Une seconde jeune fille, accostée dans la foulée, n’aura pas cette chance.

Lorsque les faits arrivent à la PJ de Lyon, le modus operandi fait tilt aux oreilles des enquêteurs, qui se remémorent un schéma identique dans une affaire restée inexpliquée remontant à 2006.

En effet, douze ans plus tôt, un jeune homme de 23 ans avait sollicité des filles, plus jeunes cette fois, âgées de 8 à 13 ans, en leur présentant une fausse carte de police.

Cinq fillettes au cours de la même matinée, dont la dernière fut violée.

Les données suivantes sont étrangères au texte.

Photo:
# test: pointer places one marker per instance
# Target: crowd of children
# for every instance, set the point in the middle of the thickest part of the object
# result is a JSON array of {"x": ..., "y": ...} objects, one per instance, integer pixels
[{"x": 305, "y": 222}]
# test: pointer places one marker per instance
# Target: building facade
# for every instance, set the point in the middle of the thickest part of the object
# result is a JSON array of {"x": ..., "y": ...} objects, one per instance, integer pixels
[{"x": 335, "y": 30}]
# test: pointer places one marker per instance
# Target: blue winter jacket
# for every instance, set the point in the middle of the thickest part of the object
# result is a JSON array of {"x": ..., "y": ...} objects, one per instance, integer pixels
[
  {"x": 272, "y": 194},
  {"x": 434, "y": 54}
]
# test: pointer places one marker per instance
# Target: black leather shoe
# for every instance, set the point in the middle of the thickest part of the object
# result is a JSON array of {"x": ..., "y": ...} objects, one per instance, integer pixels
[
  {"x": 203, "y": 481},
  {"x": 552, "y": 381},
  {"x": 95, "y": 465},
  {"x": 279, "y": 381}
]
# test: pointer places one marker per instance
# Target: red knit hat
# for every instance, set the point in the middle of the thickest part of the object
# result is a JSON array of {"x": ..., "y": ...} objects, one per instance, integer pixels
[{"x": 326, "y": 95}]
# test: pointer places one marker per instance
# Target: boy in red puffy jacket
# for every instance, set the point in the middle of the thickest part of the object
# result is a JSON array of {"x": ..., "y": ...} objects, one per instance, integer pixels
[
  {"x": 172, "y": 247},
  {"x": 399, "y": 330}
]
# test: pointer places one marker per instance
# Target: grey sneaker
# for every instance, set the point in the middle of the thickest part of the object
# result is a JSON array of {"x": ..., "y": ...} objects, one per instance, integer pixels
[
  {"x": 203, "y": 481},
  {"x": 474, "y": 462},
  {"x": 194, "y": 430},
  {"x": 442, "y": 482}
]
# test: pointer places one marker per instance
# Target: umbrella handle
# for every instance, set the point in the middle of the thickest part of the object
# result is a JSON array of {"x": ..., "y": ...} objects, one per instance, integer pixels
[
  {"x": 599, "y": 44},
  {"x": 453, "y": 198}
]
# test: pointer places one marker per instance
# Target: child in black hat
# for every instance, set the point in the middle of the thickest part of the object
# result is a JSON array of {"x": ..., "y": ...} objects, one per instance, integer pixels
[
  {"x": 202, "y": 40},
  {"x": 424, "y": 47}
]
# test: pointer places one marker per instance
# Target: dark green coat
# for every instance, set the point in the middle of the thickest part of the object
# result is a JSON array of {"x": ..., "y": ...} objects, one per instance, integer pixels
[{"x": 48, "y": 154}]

À l’époque, l’enquête avait fait chou blanc.

Un ADN avait été extrait mais il ne correspondait à aucun de ceux de la base de données nationale : l’agresseur n’était pas fiché.

Mais en 2018, les policiers parviennent à identifier la plaque d’immatriculation de l’agresseur, grâce à la vidéosurveillance, et à l’interpeller.

“Ensuite, ils ont comparé l’ADN des viols de 2018 et 2006, et là ça a matché”, retrace Me Baptiste Beaucourt, conseil d’une victime de tentative de viol de 2006.

Pas de doute, donc, sur la matérialité des faits. En revanche, les avocats des parties civiles s’interrogent sur le quantum de la peine.

L’avocate du prévenu n’a pas souhaité répondre à nos questions.